Use less: minimise resource use

Techniques for minimising the use of materials, energy and water in operations include lean manufacturing principles in which the same value can be delivered using fewer materials, such as in LED lighting and optimised heating systems. In addition, shared offices and equipment use can reduce the use of space and energy needed.

Packaging is a key focus area in reducing resource use and waste. Major supermarkets such as Tesco and Waitrose in the UK have removed plastic wrapping from some multipack food and beverage items. Everyday products such as liquid laundry detergent can be made more circular through production in concentrated or tablet form, reducing size and weight of shipping and storing.
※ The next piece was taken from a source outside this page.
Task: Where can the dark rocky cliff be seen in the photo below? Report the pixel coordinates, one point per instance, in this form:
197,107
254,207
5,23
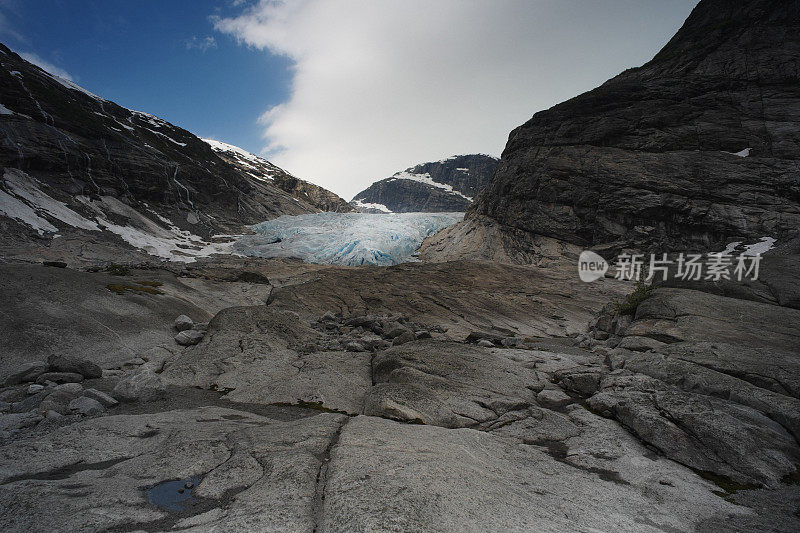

“IKEA reduced food waste by 54% in its in-store restaurants by using smart scales and AI to track and analyse food waste. IKEA also partnered with food platform Too Good to Go to further reduce food waste through selling its surplus at discounted prices”, the research says, saving the company millions of dollars.

How companies can successfully implement the 4 models 

The Circular Economy Centre’s research identified several key factors in whether companies can successfully adopt these 4 basic circularity techniques. 

These include whether the techniques chosen form a strategic fit with the firm’s business strategy, brand ethos, and core strengths and values. “A chosen model should enhance both sustainability and profitability”, the authors say. “For example, a luxury brand should provide premium retail experiences for resale, repair, or refurbished offerings”. 

The Centre for Circular Economy’s research has also found that successful circularity must go beyond specific initiatives to also encompass an organisation-wide mindset driven by committed leadership. 

“The 4 models – use less, use longer, use again, and use differently – are not mutually exclusive and should be combined to create viable circular offerings”, the research concludes. “The circularity transformation should be approached as a journey of learning and iteration. The winning circular models are often not obvious, emerging through experimentation and engagement with customers, suppliers, and other stakeholders. Explore what works and what doesn’t, and adapt strategies based on these findings”.